Big Data Modelling: The Evolution of a Technique to Cluster Cancer Patients

Author:

Giovanni Boniolo

Date of publication: 22 September 2025
Last update: 22 September 2025

Abstract

We provide an overview of how Big Data models in oncology are structured and how patient clustering based on similarity has evolved.

The beginning

Over centuries, medical research has refined techniques for categorizing patients who exhibit the same characteristics, aiming to enhance diagnosis, prognosis, and treatment. In recent decades, this classificatory strategy has been adopted by clinical trials and evidence-based medicine, enabling drug indications and clinical guidelines to be tailored to defined patient subgroups. These groups are considered homogeneous based on specific biomarkers—whether tissue-based, cellular, or molecular. This model of stratification and patient assignment has endured even in the age of molecular medicine (see, e.g., Boniolo & Nathan, 2017), where classification increasingly relies on genomic, proteomic, metabolomic ... (the 'omic') data.

However, the sheer complexity of many molecular diseases, cancer foremost among them, the overwhelming scale of molecular and clinical datasets (cf. Leonelli, 2016; Strasser, 2019), and the intrinsic individuality of patients have rendered this biomarker-driven model increasingly inadequate. As a result, an alternative paradigm has emerged: one that pivots from fixed markers to dynamic patterns of similarity.

This epistemological shift is exemplified by the work of Carlos Caldas and his team, pioneers in applying similarity-based cluster analysis to cancer research (Curtis et al., 2012; Ali et al., 2014; Bruna et al., 2016; Pereira et al., 2016; Russnes et al., 2017). Drawing on 997 breast cancer samples sourced from biobanks in the UK and Canada, they conducted comprehensive genomic and transcriptomic profiling on patients who had received standardized treatments and were monitored over a ten-year span. Their analysis, known as Integrative Clusters (iClusters or IntClusters), identified ten predictive molecular subtypes. To assess the reliability of these classifications, the same method was applied to two additional datasets: one comprising approximately 1,000 breast cancer samples, the other around 7,500.

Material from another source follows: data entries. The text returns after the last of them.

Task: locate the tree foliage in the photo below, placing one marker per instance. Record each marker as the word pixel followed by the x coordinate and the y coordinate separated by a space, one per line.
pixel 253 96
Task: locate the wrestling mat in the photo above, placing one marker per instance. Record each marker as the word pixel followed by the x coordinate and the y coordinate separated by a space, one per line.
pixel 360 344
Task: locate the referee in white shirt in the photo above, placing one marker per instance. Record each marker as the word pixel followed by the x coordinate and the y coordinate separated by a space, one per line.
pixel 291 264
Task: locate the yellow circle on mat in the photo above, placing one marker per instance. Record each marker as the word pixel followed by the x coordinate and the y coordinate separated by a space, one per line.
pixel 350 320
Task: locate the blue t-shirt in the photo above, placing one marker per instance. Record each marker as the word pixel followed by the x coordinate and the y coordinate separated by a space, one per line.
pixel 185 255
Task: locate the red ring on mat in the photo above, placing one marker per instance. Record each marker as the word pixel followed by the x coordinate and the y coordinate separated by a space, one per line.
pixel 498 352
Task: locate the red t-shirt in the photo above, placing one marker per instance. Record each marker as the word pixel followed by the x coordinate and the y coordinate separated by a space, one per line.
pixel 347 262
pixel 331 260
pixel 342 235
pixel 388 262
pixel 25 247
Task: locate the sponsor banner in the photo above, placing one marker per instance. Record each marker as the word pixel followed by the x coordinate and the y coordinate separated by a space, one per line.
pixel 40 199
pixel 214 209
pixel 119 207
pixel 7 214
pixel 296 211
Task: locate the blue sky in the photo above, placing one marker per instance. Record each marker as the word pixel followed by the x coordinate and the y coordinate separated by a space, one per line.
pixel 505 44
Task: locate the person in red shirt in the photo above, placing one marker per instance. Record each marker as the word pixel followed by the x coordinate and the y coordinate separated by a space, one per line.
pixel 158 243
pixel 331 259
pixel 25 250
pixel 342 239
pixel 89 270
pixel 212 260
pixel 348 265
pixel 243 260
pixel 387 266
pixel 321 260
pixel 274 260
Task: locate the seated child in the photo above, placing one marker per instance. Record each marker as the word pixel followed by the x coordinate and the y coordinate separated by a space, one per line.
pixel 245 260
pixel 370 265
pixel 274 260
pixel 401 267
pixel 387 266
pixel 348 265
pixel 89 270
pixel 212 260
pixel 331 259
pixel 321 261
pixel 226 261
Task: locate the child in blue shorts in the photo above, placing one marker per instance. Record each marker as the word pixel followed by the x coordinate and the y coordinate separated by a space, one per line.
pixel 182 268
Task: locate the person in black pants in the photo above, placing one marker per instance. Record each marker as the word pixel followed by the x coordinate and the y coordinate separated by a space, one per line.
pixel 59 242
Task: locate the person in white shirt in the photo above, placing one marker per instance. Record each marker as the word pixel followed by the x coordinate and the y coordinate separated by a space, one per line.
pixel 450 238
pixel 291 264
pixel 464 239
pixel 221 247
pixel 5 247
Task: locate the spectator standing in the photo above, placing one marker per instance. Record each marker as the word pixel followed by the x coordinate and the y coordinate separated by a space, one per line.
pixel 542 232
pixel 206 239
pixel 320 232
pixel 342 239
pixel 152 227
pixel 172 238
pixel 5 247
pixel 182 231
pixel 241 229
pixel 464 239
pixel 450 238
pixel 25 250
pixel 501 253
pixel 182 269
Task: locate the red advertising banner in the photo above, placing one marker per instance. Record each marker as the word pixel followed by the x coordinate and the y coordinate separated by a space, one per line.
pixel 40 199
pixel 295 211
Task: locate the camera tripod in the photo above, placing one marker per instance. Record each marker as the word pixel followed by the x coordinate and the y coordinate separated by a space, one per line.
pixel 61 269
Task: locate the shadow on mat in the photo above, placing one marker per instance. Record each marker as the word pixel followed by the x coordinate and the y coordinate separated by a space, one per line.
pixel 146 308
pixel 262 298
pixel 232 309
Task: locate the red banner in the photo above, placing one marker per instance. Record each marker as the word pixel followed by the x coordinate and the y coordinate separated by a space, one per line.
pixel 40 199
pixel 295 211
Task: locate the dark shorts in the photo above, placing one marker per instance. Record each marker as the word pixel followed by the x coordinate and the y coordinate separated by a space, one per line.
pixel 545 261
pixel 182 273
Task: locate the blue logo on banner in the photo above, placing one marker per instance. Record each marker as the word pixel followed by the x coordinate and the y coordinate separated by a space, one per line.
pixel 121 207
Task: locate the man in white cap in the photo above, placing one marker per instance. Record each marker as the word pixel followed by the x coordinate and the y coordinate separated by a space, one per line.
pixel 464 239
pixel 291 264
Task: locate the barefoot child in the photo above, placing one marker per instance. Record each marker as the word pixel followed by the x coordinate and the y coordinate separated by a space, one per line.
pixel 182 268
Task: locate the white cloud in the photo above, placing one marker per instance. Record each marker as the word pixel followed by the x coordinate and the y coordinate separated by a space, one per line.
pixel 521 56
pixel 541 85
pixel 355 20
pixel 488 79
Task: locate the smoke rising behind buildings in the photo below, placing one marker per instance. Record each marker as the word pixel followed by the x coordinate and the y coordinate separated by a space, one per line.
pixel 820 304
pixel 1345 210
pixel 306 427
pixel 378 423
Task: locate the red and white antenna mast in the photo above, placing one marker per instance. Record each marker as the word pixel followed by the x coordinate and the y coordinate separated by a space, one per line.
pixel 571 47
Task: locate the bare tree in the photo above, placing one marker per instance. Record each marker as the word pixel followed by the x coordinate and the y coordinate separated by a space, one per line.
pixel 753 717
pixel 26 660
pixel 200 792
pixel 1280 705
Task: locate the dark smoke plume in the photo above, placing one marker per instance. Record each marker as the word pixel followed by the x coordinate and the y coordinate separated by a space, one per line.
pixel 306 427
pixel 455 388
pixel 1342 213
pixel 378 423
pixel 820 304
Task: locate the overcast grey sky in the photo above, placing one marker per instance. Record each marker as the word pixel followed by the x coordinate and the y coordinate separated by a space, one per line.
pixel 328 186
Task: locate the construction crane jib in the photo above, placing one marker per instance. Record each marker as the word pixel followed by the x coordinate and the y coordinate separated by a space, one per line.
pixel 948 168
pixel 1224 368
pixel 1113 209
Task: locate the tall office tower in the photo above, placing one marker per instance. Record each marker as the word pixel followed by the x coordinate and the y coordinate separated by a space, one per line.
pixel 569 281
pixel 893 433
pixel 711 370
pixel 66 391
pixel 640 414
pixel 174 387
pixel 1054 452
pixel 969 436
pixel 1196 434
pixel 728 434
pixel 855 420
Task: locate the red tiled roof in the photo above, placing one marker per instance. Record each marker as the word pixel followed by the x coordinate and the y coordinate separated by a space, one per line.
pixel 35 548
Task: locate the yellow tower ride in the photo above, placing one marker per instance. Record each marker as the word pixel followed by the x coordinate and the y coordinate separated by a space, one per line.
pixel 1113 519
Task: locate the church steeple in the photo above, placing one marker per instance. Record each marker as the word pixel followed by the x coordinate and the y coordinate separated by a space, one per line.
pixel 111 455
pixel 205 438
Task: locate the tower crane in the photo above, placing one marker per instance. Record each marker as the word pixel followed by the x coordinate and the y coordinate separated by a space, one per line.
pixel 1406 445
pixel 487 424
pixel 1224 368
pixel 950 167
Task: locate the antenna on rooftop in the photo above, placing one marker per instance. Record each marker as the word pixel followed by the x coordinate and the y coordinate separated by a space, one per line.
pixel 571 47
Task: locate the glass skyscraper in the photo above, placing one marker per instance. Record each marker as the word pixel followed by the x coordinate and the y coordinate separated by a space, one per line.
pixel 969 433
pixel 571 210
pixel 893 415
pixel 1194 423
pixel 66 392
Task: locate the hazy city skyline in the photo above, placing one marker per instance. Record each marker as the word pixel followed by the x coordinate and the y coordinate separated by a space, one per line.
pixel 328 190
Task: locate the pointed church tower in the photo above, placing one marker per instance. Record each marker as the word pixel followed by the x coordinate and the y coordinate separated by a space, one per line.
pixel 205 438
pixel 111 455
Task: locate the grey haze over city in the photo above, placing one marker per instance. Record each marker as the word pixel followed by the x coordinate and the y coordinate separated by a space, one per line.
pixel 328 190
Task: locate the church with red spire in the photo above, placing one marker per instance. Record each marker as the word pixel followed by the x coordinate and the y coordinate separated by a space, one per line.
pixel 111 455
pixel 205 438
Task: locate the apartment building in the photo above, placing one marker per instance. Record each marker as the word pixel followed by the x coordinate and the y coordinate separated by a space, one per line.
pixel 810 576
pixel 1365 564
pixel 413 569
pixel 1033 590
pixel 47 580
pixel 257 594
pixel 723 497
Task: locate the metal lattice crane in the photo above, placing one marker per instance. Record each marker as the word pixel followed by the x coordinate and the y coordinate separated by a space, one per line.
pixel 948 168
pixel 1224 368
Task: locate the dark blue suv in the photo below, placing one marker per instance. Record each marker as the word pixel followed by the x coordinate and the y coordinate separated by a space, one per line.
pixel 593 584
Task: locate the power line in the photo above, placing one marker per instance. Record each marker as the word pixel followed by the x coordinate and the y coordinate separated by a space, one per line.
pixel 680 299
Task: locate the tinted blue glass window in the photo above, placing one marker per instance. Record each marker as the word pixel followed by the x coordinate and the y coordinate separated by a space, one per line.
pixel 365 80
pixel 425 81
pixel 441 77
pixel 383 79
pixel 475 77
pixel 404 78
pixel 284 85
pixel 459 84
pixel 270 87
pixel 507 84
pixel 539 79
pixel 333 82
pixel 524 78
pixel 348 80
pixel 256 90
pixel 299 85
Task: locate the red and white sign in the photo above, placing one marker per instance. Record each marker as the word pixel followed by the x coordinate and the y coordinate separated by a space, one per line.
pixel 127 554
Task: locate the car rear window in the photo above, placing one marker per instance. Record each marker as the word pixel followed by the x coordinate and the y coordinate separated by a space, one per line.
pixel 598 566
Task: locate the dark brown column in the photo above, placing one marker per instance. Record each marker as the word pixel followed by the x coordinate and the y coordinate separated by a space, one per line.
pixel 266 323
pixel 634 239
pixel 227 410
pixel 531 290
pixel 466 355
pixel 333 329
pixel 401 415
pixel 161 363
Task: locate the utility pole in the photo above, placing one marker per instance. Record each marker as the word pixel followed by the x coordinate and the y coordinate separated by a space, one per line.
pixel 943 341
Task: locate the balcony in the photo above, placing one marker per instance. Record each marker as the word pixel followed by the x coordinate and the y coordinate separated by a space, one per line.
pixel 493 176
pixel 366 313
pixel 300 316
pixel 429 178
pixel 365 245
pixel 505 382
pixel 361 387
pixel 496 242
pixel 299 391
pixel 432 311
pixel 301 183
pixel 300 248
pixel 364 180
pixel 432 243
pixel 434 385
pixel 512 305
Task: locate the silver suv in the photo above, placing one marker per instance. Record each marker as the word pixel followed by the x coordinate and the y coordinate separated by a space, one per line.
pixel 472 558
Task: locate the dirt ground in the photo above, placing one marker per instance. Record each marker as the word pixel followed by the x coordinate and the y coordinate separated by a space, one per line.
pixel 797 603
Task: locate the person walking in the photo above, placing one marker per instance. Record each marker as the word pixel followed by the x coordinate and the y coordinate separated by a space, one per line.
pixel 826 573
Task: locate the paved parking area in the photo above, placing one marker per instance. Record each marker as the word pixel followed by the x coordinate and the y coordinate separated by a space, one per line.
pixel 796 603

As illustrated in Figure 1, this approach allowed direct comparison with existing molecular taxonomies (e.g., PAM50) ^{^[1]} and clinical outcomes. The resulting integrative classification demonstrated strong correlation with chemotherapy response, establishing a novel and predictive link between molecular stratification, therapeutic intervention, and patient prognosis. These findings were derived from studies involving breast cancer patients who had undergone adjuvant chemotherapy and for whom pathological complete response data were available.

Overview of the Integrative Cluster Subtypes and the Dominating Properties

Figure 1: Overview of the Integrative Cluster Subtypes and the Dominating Properties (from Curtis et al. 2012).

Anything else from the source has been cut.